Allerdings ist die Impedanz der Quelle bei den DIN-Anschlüssen teilweise sehr hoch, wesentlich höher als die Impedanz des Eingangs bei modernen Geräten.

Üblicherweise genügt dann eine Impedanzwandler-Schaltung ohne Spannungsverstärkung, also nur Stromverstärkung. Die kann man z. B. mit einem Transistor und wenigen zusätzlichen Bauteilen aufbauen.
Man kann auch eine Schaltung mit Operationsverstärker aufbauen, die ist vielseitiger und kann auch für andere Zwecke angepasst werden.
Man kann auch beispielsweise eine fertige RIAA-Entzerrer-Schaltung o. ä. nehmen und einige Bauteile darauf ändern, um die Eingangsimpedanz zu erhöhen, die Spannungsverstärkung stark zu reduzieren und die lineare Frequenzgangverzerrung aufzuheben. Manche vertragen allerdings keine hohen Eingangsspannungen.

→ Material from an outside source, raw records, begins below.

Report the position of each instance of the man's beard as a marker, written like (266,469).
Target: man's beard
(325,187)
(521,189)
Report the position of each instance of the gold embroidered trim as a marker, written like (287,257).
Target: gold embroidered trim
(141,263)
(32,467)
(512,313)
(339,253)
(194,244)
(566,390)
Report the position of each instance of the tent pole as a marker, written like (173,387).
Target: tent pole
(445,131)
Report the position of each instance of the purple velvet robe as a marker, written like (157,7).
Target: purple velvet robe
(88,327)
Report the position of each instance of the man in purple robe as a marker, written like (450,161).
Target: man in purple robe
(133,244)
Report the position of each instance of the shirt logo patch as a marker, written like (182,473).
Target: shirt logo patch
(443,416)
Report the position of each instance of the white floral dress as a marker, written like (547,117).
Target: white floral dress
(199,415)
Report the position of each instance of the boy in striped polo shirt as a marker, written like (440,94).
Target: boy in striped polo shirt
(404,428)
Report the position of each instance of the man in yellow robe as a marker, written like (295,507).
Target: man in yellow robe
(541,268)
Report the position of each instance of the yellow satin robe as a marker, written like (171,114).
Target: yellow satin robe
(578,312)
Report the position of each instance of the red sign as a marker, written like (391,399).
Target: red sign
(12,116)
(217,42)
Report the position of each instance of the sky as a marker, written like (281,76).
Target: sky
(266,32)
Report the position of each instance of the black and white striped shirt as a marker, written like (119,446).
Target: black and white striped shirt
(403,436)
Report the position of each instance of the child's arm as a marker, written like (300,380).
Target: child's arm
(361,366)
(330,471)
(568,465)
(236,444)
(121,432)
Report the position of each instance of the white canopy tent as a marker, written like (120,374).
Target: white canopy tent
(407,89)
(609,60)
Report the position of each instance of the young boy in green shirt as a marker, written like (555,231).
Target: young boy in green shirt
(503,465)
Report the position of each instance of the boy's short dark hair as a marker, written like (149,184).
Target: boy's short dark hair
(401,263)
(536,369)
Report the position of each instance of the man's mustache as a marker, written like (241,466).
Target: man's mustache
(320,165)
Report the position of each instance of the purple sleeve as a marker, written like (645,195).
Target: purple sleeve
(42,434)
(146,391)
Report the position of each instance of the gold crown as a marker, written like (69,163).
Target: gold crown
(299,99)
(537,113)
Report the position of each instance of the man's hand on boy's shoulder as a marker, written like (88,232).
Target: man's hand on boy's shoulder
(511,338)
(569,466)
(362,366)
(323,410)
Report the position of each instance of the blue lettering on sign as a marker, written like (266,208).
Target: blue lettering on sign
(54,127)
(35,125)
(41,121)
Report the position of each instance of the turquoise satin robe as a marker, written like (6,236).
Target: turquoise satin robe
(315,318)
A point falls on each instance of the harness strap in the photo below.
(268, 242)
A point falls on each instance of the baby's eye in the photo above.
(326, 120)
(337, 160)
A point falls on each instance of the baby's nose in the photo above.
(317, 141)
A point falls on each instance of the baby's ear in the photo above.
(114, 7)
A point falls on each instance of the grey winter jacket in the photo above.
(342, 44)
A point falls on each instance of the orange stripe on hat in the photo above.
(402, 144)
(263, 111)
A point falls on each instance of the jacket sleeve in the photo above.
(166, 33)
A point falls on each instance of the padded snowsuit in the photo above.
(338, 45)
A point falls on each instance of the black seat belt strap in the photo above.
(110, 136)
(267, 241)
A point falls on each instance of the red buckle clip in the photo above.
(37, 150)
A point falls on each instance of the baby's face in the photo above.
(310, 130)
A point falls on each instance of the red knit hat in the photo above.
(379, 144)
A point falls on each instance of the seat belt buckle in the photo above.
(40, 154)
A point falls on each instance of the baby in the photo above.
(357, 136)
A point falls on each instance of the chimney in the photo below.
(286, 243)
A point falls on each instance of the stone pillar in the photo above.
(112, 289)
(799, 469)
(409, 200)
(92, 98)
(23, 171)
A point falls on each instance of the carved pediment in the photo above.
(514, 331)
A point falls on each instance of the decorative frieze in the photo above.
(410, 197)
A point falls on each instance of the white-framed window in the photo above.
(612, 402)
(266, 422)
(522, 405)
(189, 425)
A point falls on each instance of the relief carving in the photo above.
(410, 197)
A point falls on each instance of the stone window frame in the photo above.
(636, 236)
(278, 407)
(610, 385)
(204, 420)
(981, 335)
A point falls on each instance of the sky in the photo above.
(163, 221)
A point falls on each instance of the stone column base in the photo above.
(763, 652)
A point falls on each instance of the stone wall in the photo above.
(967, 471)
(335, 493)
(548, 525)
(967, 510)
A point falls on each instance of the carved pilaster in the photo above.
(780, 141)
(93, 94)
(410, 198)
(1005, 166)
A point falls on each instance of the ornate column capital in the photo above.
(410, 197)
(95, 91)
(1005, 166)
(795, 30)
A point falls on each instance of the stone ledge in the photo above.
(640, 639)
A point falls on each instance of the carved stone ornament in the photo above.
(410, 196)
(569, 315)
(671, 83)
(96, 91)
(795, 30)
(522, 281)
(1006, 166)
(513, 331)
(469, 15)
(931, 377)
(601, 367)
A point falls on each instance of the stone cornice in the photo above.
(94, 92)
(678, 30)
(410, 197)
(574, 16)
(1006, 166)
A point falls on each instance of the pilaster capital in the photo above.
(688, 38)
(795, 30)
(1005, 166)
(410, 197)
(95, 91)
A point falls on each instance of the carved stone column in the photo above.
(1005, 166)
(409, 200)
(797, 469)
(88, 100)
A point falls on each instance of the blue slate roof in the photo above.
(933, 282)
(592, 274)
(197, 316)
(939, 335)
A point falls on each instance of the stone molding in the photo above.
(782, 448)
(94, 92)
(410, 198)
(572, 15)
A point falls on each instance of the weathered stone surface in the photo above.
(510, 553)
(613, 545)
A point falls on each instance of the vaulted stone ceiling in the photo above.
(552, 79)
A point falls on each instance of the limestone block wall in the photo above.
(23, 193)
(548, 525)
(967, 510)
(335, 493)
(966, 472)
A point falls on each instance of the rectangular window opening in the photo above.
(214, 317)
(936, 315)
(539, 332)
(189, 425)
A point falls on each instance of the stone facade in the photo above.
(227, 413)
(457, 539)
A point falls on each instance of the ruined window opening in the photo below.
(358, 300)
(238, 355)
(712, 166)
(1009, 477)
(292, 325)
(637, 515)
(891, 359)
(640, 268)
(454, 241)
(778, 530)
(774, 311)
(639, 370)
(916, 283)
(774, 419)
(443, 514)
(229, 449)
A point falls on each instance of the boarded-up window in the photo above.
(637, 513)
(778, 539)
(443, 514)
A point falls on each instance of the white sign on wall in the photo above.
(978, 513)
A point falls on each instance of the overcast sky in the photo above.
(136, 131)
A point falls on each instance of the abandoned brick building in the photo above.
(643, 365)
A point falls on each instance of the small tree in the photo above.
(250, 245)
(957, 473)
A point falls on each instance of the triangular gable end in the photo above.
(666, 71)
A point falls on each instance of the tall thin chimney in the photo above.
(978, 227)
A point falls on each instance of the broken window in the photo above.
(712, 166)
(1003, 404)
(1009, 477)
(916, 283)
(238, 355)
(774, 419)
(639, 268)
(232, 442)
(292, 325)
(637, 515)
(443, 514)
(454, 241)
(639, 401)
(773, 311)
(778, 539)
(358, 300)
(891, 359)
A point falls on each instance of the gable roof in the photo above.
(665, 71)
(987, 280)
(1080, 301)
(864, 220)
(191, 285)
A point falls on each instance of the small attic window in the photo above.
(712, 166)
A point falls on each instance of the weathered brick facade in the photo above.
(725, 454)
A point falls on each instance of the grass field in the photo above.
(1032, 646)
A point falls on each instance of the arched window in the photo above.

Je nach Vorliebe kann man selbst eine Schaltung aufbauen oder einen Bausatz nehmen und ein paar Bauteilwerte für die Aufgabe anpassen oder eine fertige Schaltung nehmen und ein paar Bauteile darauf ändern.

Am einfachsten sind meistens Schaltungen für Versorgungsspannungen im Bereich 9...25 V.
Und für Stereosignale braucht man selbstverständlich zwei gleiche Schaltungen.

Die Impedanzwandlerschaltung kommt bevorzugt an das Gerät mit der hochohmigen Quelle, also vor die Verbindungsleitung. Die Leitungen haben eine Kapazität zwischen Ader und Schirmung um 100 pF/m ("Kapazitätsbelag"). Die Kapazität der Leitung bildet mit den beidseitigen Abschlusswiderständen einen Tiefpass. Ist die Leitung auf beiden Seiten hochohmig abgeschlossen, werden die hohen Töne deutlich gedämpft. Bei Mittelwelle (fmax = 4,5 kHz) war das noch unkritisch.